KLAUS PAMMINGER

13.01 — 05.03.2011

THE INVERSIONS OF KLAUS PAMMINGER


In the physical spaces of Galerie Raum mit Licht, Klaus Pamminger projects his experimental short films. These are themselves the filmed versions of individual photographic works. The multi-layered “photo intarsia” – collaged and intricately nested photographs – show the rooms of the artist’s apartment in which, however, the scenes from classic motion pictures are embedded, populating the spaces like hallucinations. Each of the eight short films from his work Rauminvasionen – Serie 1 (or Space Invasions – Series 1) references a specific work in film history, a certain vision, since the film is generated from a single still image: the photograph as intarsia. Pamminger’s films are presented in endless loops.
In what appears to be ostensible classic photographic works, the space then becomes fluent through the invasion of foreign images. Hence the interweaving of levels of space brings about
the concurrence of the most non-concurrent times. The apparently static photographs experience through dreamtime an underlying structure and thereby become films that produce a space, that by the same token appears to be static. Michel Foucault considers the cinema to be a heterotopic space, because it offers the possibility to be simultaneously present in spaces of different orders: in the space of movie theater as well as in the spaces of the motion picture. Klaus Pamminger plays with the confusion of these two levels by exponentially increasing the heterotopia: La Belle du Jour lolls on the artist’s loft bed. In the gallery, these situations become something one can tangibly experience through the presence of real objects, fragments from the motion pictures.

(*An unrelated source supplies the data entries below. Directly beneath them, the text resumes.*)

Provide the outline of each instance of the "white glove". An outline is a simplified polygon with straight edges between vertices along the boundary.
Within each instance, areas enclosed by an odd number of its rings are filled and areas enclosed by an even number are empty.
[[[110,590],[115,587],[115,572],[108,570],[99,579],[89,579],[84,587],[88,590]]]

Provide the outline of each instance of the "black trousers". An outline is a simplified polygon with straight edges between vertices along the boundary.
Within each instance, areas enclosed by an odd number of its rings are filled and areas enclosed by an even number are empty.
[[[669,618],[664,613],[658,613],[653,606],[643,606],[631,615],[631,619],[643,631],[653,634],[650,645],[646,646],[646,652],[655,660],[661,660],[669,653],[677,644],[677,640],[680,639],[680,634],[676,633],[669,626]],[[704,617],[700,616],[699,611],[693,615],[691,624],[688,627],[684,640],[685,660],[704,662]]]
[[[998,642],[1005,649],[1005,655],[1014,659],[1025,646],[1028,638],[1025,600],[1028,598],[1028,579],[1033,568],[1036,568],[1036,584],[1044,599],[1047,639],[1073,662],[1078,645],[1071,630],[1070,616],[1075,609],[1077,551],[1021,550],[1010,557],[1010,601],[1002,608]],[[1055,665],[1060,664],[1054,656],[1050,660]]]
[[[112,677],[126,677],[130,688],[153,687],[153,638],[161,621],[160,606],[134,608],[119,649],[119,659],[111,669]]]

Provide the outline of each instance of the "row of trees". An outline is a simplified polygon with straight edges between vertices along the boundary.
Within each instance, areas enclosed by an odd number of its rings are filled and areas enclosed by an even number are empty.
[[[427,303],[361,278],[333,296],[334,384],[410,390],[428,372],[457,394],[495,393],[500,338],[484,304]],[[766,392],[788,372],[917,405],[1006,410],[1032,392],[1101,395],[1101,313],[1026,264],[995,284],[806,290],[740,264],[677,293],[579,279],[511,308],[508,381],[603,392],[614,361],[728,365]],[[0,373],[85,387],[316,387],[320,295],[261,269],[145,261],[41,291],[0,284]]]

The order of the spaces in the gallery corresponds to that of the film locations, the artist’s apartment becomes accessible to visitors. Light boxes and photographs add a further level to the organization of space. Finding oneself “in the film”, sharpens one’s sense to the modus operandi behind this complex framework of individual media and diverse spaces of reality in the images. When the human being is “the moviegoing animal” (Giorgio Agamben), it could live in such a cave.